This area lists files that have been contributed to the Infobright Community by Infobright, Infobright Employees, and community members. Users may have their contributions listed here by executing our Contibution Agreement. These files have not gone through rigorous QA testing at Infobright.
Sample Infobright Database
Infobright has created a sample database, carsales, to allow you to evaluate the Infobright Analytic Database, both ICE and IEE, and execute queries against significant volumes of data. The carsales database represents a fictional automobile dealer network and contains 10,000,000 sales records in its central fact table, fact_sales.
The fact_sales table records information about each sale. As part of a transformation process, the dealer identifier, marketing area, and sales area were appended to each transactional record to form the fact record. Every car transaction falls into a sales area and a market area. The sales and market areas may overlap, so separate tracking of each is required.
The sample download includes:
- documentation
- enhanced logging
- enhanced (optional) MyISAM table objects
- a suite of 110 SQL commands including queries, VIEWs and a stored procedure
NOTE
- The compressed sample database download is about 10X the size of the software download (at ~630MB) and takes up almost 3GB on disk when uncompressed.

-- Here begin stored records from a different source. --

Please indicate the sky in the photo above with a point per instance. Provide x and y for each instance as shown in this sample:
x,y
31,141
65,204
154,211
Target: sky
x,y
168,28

- It will consume approximately another 5GB of database disk space if the MyISAM tables are loaded, only about 1GB if only Infobright tables are loaded.
- It will take time to download. Evaluators will need appropriate disk space for the download, the data files, and the loaded database itself.
Query Descriptions
Linux README
Windows README
Linux Database
Windows Database
ICE Breaker for Oracle V1.0 April 28, 2010
For Windows use only
OVERVIEW – ICE Breaker for Oracle is a Windows program that connects to an Oracle database, and creates a file that contains the necessary commands to migrate from Oracle to Infobright.
ICE Breaker for SQL SERVER (VERSION 1.0) April 28, 2010
ICE Breaker for Microsoft SQL Server is a Windows program that connects to a SQL Server database, and creates a file that contains the necessary commands to migrate from SQL Server to Infobright.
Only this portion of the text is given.